Editors' Picks

Nasher Sculpture Center

2001 Flora Street Dallas

214-242-5100

See Website

The phrase “jewel box of a museum” is certainly overused, but it perfectly fits Dallas’s exquisite Nasher, both inside and out. The small, light-filled museum was designed by Pritzker Prize–winning architect Renzo Piano and opened in 2003. The elegant building with just three galleries and leads into a leafy one-and-a-half-acre garden that was created by landscape architect Peter Walker.

The Nasher contains the private collection of Raymond and Patsy Nasher, both avid collectors of modern and contemporary sculpture, whose holdings feature an array of such big-name artists as Rodin, Brancusi, de Kooning, Giacometti, Matisse and Moore, among many others.
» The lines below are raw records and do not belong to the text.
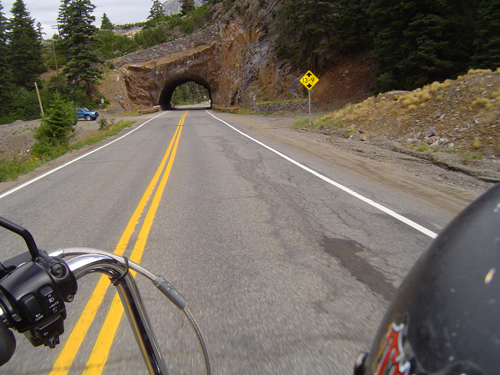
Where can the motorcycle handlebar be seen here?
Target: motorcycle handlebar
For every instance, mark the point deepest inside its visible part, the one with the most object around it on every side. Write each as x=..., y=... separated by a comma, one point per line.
x=7, y=344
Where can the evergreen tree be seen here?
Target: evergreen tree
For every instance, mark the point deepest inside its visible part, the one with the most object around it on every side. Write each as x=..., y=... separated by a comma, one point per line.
x=417, y=42
x=156, y=11
x=353, y=25
x=187, y=6
x=82, y=54
x=106, y=23
x=6, y=86
x=57, y=127
x=487, y=43
x=25, y=49
x=307, y=32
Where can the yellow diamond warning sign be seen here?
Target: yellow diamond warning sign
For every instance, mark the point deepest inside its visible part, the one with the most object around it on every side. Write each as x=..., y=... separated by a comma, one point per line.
x=309, y=80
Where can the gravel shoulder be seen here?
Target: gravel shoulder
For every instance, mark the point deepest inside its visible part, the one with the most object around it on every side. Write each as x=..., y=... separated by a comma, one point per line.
x=440, y=179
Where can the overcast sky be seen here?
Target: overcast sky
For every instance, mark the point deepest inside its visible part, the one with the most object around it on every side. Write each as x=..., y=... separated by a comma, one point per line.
x=118, y=11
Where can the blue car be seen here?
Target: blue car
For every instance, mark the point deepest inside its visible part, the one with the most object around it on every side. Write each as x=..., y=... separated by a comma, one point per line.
x=82, y=112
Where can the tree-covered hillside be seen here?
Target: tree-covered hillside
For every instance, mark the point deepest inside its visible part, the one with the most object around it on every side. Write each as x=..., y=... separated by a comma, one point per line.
x=415, y=41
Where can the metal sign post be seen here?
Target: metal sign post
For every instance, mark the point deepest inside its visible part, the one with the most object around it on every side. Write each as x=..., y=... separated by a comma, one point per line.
x=309, y=80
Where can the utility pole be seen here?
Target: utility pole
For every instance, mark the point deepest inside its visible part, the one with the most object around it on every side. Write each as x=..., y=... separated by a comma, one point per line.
x=54, y=49
x=39, y=100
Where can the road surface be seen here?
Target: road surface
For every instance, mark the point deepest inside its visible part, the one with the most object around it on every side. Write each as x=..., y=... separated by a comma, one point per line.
x=288, y=260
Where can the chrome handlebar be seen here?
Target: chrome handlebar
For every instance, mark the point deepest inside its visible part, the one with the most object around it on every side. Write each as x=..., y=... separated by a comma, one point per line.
x=79, y=262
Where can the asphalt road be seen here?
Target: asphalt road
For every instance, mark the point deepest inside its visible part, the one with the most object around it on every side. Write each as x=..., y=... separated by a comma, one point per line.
x=286, y=268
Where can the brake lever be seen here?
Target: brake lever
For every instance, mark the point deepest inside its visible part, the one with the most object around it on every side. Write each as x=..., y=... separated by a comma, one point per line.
x=23, y=232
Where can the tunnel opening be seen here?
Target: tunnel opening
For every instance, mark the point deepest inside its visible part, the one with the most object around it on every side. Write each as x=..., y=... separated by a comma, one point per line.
x=192, y=91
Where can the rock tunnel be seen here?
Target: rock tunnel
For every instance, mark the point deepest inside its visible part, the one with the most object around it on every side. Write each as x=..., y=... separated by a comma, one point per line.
x=165, y=100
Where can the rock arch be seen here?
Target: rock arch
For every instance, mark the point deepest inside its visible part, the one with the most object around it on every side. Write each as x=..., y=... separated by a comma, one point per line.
x=170, y=86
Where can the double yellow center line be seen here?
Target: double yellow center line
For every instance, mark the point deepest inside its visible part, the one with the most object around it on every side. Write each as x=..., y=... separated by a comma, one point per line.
x=99, y=354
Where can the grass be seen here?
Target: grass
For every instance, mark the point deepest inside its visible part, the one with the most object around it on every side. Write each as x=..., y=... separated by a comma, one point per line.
x=11, y=169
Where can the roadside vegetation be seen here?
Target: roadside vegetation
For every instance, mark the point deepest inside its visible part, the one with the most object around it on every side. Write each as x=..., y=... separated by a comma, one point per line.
x=460, y=116
x=45, y=150
x=414, y=42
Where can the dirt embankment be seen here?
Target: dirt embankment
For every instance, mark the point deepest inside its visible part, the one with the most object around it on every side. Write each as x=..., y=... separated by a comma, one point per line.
x=446, y=133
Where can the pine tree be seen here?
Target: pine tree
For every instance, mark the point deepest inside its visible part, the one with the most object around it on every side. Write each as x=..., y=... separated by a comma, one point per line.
x=25, y=49
x=187, y=6
x=156, y=11
x=78, y=35
x=106, y=23
x=352, y=25
x=307, y=32
x=6, y=86
x=57, y=127
x=417, y=42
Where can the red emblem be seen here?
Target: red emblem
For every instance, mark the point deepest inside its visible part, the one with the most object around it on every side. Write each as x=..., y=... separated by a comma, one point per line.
x=393, y=361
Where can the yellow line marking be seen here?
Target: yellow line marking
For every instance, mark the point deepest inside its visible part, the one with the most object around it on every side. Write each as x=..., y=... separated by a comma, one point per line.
x=97, y=360
x=75, y=339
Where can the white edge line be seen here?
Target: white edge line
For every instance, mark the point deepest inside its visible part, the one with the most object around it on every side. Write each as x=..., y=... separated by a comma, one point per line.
x=386, y=210
x=23, y=185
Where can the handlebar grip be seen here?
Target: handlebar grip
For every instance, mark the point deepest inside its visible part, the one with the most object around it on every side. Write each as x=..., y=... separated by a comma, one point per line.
x=7, y=344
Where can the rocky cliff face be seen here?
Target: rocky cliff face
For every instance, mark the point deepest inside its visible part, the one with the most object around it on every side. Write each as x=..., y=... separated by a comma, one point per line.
x=235, y=59
x=252, y=73
x=171, y=7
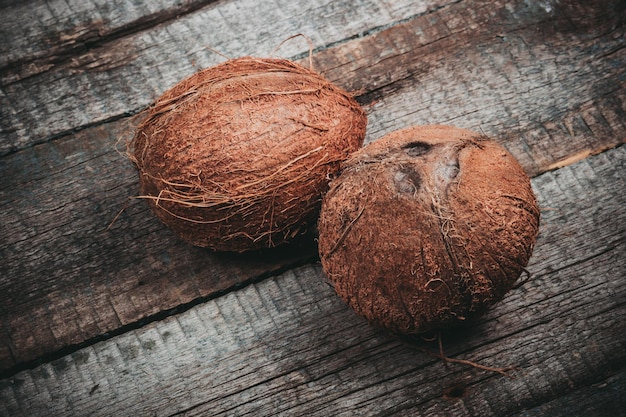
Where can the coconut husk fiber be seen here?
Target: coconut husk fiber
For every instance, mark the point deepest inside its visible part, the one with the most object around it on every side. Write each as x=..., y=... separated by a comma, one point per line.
x=427, y=227
x=237, y=156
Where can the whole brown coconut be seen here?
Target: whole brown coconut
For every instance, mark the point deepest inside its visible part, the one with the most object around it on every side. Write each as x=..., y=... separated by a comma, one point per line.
x=237, y=156
x=426, y=227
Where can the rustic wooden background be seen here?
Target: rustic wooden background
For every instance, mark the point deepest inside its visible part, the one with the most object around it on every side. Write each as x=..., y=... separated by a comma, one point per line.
x=104, y=317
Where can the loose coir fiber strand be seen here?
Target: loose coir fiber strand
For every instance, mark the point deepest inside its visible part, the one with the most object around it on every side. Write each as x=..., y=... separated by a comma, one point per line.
x=238, y=156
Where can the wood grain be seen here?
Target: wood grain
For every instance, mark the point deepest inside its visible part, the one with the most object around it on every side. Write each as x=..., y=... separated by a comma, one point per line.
x=69, y=279
x=95, y=311
x=119, y=75
x=306, y=353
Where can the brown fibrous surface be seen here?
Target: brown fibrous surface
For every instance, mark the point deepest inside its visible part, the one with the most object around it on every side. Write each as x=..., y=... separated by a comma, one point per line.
x=427, y=227
x=238, y=156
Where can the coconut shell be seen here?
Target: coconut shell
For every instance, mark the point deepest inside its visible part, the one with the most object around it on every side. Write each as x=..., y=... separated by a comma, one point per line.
x=237, y=156
x=427, y=227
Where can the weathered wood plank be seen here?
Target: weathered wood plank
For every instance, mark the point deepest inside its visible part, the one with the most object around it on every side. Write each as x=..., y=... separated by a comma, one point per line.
x=124, y=74
x=66, y=279
x=306, y=353
x=37, y=36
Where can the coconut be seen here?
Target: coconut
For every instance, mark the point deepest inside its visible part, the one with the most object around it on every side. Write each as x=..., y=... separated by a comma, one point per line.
x=237, y=156
x=427, y=227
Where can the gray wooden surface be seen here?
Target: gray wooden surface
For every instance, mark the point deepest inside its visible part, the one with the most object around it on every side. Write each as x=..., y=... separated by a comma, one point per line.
x=104, y=317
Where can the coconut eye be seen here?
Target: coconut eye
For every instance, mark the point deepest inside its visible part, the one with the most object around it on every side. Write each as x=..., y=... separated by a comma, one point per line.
x=417, y=148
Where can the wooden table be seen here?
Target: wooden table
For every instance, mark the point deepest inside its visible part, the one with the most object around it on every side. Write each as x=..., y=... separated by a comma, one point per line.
x=103, y=311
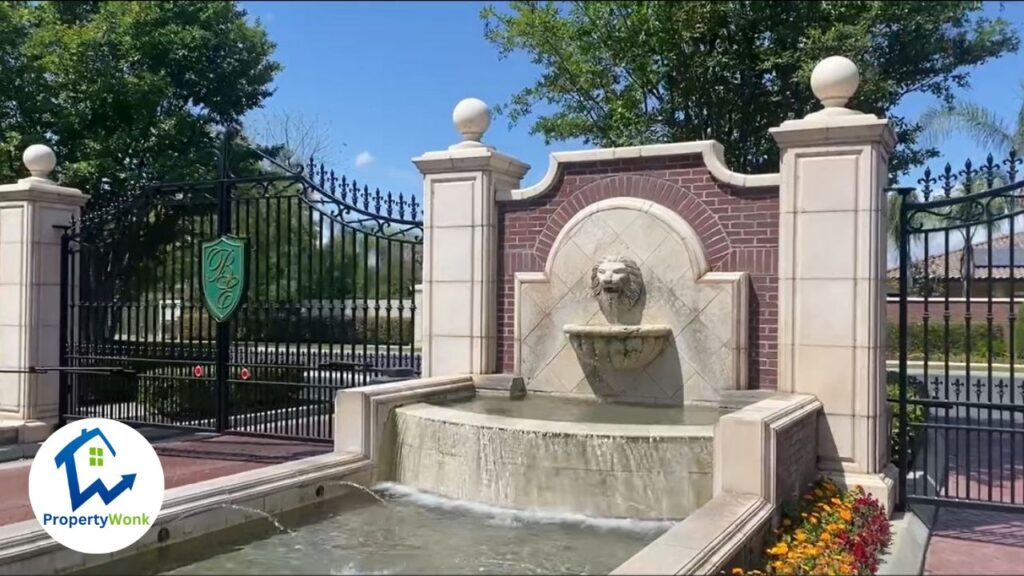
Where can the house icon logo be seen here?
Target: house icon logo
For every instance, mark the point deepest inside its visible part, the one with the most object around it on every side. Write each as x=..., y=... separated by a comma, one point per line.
x=96, y=486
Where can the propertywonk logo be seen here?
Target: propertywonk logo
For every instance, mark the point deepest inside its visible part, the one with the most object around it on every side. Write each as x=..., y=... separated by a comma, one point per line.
x=96, y=486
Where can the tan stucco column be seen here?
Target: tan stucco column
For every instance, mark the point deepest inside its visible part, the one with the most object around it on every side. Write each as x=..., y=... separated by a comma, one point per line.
x=30, y=295
x=460, y=246
x=833, y=236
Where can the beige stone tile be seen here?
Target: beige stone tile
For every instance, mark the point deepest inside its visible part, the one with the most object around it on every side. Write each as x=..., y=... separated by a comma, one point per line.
x=11, y=224
x=643, y=236
x=565, y=368
x=11, y=312
x=10, y=387
x=454, y=255
x=837, y=439
x=666, y=370
x=593, y=237
x=450, y=355
x=826, y=183
x=11, y=263
x=453, y=204
x=824, y=313
x=826, y=245
x=452, y=313
x=827, y=372
x=48, y=271
x=570, y=263
x=530, y=313
x=545, y=341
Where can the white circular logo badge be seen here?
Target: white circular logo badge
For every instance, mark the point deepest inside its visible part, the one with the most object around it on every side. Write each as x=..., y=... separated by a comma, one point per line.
x=96, y=486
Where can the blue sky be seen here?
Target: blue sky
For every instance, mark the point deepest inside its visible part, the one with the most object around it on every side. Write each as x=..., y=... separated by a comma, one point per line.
x=384, y=76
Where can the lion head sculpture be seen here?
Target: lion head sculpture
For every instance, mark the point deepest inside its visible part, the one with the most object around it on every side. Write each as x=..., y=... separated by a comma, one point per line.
x=616, y=277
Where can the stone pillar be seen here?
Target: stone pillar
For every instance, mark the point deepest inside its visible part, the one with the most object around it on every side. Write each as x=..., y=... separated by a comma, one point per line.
x=30, y=295
x=460, y=246
x=832, y=276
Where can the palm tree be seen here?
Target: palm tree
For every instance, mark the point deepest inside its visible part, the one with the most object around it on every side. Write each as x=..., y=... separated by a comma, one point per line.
x=992, y=133
x=983, y=125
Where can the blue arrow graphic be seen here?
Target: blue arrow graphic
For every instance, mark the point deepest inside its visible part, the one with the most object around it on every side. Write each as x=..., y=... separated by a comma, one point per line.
x=97, y=487
x=78, y=496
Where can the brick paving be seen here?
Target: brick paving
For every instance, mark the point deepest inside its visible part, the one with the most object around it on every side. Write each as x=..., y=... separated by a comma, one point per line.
x=185, y=459
x=985, y=467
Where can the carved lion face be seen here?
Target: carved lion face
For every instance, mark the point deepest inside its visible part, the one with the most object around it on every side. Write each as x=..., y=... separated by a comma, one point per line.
x=616, y=277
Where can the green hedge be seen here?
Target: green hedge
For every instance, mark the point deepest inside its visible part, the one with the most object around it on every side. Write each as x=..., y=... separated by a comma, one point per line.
x=914, y=414
x=981, y=341
x=293, y=325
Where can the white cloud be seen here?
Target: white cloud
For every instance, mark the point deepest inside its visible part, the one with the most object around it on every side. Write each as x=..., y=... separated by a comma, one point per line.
x=364, y=159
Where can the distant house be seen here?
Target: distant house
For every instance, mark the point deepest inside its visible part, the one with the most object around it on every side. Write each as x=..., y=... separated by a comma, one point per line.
x=990, y=272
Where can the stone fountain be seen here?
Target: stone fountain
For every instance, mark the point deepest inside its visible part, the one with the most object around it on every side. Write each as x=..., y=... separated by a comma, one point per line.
x=617, y=285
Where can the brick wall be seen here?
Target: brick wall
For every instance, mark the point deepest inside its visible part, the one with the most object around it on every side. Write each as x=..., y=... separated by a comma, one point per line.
x=738, y=229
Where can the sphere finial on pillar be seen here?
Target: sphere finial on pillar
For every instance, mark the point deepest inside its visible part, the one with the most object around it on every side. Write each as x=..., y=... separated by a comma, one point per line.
x=834, y=81
x=472, y=118
x=40, y=160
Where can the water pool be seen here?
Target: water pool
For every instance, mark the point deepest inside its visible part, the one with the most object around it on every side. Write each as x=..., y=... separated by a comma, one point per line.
x=413, y=533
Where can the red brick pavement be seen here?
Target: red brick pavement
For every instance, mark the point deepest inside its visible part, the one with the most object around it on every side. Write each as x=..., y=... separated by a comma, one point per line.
x=185, y=460
x=986, y=467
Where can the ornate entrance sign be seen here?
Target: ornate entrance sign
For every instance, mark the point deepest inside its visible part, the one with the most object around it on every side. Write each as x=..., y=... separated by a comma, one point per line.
x=224, y=270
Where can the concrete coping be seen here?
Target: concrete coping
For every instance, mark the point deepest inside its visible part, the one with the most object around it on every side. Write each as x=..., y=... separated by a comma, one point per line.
x=465, y=417
x=705, y=541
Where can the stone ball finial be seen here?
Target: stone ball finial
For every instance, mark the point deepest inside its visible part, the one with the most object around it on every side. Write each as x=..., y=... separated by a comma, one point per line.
x=40, y=160
x=835, y=80
x=472, y=118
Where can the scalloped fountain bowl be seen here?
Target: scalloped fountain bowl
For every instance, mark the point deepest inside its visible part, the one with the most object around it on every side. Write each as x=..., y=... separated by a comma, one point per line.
x=621, y=346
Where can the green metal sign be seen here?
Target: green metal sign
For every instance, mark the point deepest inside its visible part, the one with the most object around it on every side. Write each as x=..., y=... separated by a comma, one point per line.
x=224, y=271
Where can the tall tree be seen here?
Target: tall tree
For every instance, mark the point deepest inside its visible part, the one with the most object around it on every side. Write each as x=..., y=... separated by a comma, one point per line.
x=127, y=91
x=632, y=73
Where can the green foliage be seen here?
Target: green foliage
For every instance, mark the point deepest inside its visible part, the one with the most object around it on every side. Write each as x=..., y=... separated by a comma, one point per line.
x=129, y=91
x=293, y=325
x=915, y=414
x=1019, y=332
x=956, y=339
x=634, y=73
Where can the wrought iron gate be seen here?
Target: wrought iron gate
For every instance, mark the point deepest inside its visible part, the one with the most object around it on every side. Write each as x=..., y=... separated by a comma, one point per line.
x=320, y=296
x=960, y=439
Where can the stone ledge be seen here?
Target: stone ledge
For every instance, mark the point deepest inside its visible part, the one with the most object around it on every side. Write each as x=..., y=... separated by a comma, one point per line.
x=190, y=511
x=707, y=540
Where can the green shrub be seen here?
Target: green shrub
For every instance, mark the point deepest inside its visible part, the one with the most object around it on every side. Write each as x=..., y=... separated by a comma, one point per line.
x=954, y=338
x=915, y=414
x=298, y=326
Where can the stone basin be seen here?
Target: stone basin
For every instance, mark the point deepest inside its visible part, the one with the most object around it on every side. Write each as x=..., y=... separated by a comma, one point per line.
x=621, y=346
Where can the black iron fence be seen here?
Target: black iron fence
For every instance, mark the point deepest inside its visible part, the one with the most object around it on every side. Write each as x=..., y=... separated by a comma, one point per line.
x=960, y=399
x=322, y=298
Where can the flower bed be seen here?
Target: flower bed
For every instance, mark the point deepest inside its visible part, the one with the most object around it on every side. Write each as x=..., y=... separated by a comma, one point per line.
x=829, y=532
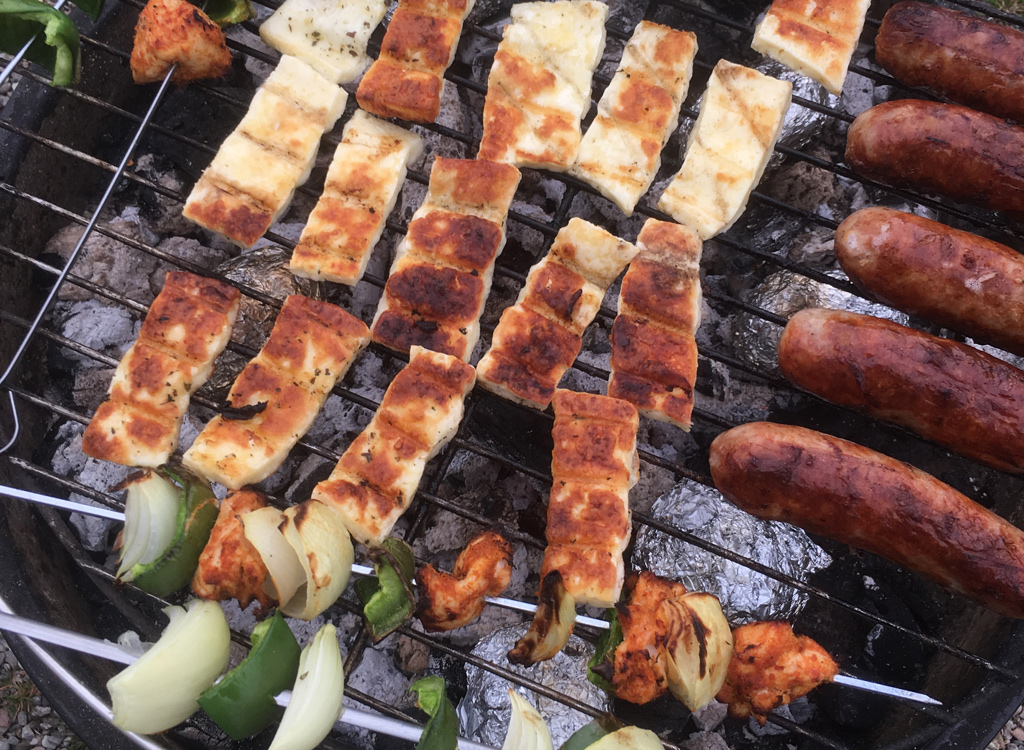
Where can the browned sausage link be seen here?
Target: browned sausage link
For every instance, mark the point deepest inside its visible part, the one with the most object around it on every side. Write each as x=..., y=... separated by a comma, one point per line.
x=862, y=498
x=944, y=390
x=943, y=149
x=952, y=278
x=970, y=60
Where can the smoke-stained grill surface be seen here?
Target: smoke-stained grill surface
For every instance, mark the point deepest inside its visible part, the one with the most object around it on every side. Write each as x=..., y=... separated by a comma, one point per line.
x=57, y=151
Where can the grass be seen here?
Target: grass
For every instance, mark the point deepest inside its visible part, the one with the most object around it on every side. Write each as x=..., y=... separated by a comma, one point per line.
x=1011, y=6
x=16, y=692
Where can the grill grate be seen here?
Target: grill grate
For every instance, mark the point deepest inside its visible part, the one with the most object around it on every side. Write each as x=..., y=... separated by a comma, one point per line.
x=927, y=725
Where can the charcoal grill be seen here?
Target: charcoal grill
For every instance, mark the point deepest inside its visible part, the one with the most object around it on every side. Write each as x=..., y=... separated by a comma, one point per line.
x=59, y=152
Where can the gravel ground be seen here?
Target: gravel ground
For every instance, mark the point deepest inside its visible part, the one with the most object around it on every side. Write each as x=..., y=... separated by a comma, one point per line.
x=26, y=720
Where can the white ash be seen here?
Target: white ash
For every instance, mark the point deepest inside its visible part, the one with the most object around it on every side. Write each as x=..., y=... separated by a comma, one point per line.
x=378, y=676
x=71, y=462
x=108, y=329
x=105, y=261
x=91, y=385
x=706, y=741
x=745, y=594
x=798, y=711
x=485, y=710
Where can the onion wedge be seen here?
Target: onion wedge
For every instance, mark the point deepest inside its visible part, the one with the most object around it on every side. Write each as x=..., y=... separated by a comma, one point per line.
x=316, y=697
x=285, y=571
x=161, y=689
x=527, y=730
x=698, y=643
x=324, y=548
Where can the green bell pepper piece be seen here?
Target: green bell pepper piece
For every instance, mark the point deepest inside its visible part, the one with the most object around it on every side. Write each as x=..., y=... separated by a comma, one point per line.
x=225, y=12
x=388, y=599
x=197, y=514
x=55, y=47
x=601, y=666
x=242, y=703
x=588, y=735
x=441, y=732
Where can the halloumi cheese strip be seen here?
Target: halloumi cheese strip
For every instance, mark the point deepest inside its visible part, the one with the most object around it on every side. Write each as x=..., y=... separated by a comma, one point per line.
x=330, y=36
x=279, y=393
x=442, y=268
x=622, y=151
x=408, y=78
x=653, y=352
x=813, y=37
x=732, y=139
x=363, y=183
x=593, y=466
x=187, y=326
x=540, y=83
x=254, y=174
x=377, y=477
x=539, y=337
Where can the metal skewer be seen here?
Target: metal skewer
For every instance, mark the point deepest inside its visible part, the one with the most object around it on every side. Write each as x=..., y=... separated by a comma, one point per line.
x=841, y=678
x=112, y=652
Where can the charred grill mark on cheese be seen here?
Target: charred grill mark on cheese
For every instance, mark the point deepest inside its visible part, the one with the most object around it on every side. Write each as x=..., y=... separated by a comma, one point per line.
x=653, y=349
x=188, y=325
x=252, y=177
x=540, y=82
x=536, y=341
x=377, y=476
x=310, y=347
x=361, y=188
x=408, y=79
x=622, y=151
x=441, y=274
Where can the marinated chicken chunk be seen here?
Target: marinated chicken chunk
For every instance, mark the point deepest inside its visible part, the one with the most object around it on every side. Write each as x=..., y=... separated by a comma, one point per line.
x=770, y=667
x=229, y=567
x=175, y=32
x=482, y=569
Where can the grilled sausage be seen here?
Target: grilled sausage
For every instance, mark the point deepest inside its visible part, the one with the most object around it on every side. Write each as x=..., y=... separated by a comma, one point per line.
x=946, y=391
x=862, y=498
x=970, y=60
x=952, y=278
x=942, y=149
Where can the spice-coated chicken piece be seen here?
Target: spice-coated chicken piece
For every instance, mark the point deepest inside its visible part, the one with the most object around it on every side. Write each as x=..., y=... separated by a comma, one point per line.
x=229, y=567
x=770, y=667
x=172, y=32
x=482, y=569
x=639, y=674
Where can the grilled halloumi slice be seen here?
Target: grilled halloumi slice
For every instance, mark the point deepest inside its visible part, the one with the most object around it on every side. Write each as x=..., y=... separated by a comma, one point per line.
x=187, y=326
x=539, y=337
x=732, y=139
x=330, y=36
x=441, y=274
x=377, y=476
x=254, y=174
x=363, y=183
x=539, y=85
x=813, y=37
x=311, y=345
x=622, y=151
x=593, y=466
x=408, y=79
x=653, y=351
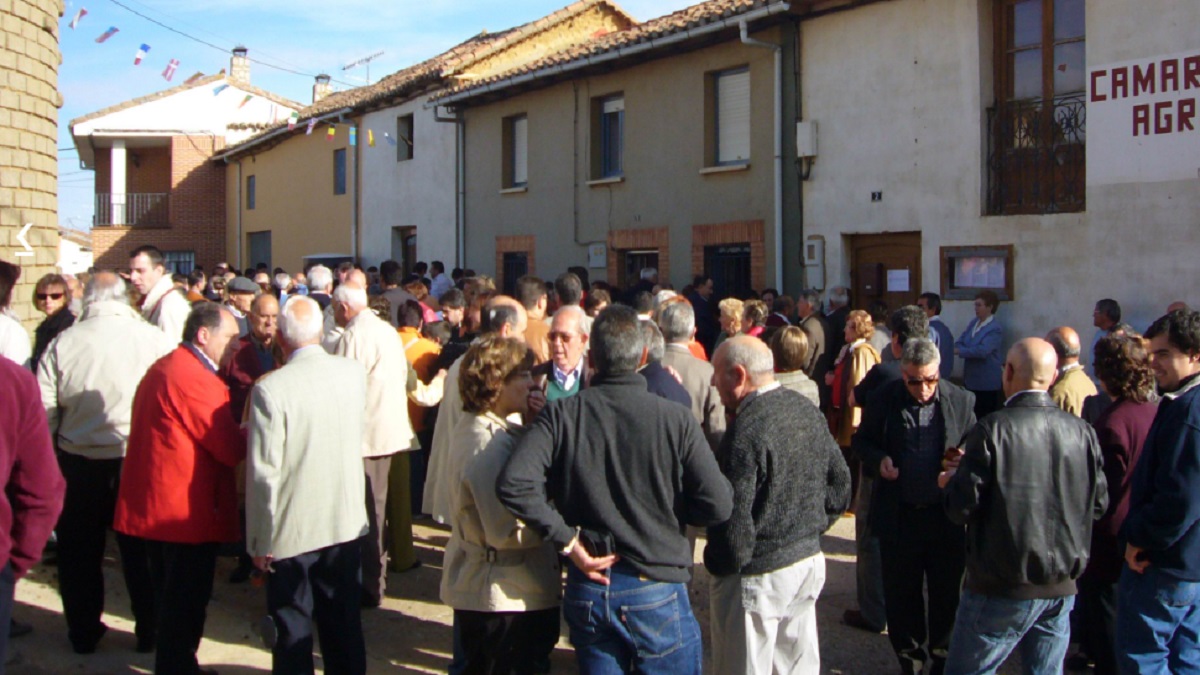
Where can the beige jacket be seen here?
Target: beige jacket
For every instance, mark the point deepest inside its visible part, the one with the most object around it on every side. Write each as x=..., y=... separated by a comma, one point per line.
x=375, y=344
x=493, y=562
x=305, y=485
x=89, y=375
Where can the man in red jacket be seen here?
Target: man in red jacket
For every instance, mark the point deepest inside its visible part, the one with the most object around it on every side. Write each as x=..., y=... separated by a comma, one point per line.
x=178, y=488
x=31, y=497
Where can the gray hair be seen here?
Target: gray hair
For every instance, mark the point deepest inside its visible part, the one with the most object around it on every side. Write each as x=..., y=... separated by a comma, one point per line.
x=652, y=341
x=921, y=352
x=304, y=329
x=352, y=296
x=105, y=287
x=677, y=321
x=319, y=278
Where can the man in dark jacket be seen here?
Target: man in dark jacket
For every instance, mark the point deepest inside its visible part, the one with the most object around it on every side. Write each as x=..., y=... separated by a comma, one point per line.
x=627, y=471
x=906, y=426
x=1029, y=487
x=790, y=484
x=1158, y=616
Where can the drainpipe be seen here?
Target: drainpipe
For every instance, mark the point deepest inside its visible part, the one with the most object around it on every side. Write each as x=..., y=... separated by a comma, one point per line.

In the hands of a lesser architect and landscape artist, the exhibits could have easily become best-of showcases, but the layout of the Nasher and the way the pieces are displayed create a compelling narrative. In one corner of the garden, the massive rust-colored steel slabs of Richard Serra’s My Curves Are Not Mad play off Jonathan Borofsky’s animated Hammering Man, which in turn towers over Magdalena Abakanowicz’s Bronze Crowd. I was familiar with the work of almost all the artists represented at the Nasher and yet left feeling as if I had seen them for the first time. If you have time for only one museum on your Dallas visit, the Nasher should be it. Closed Monday.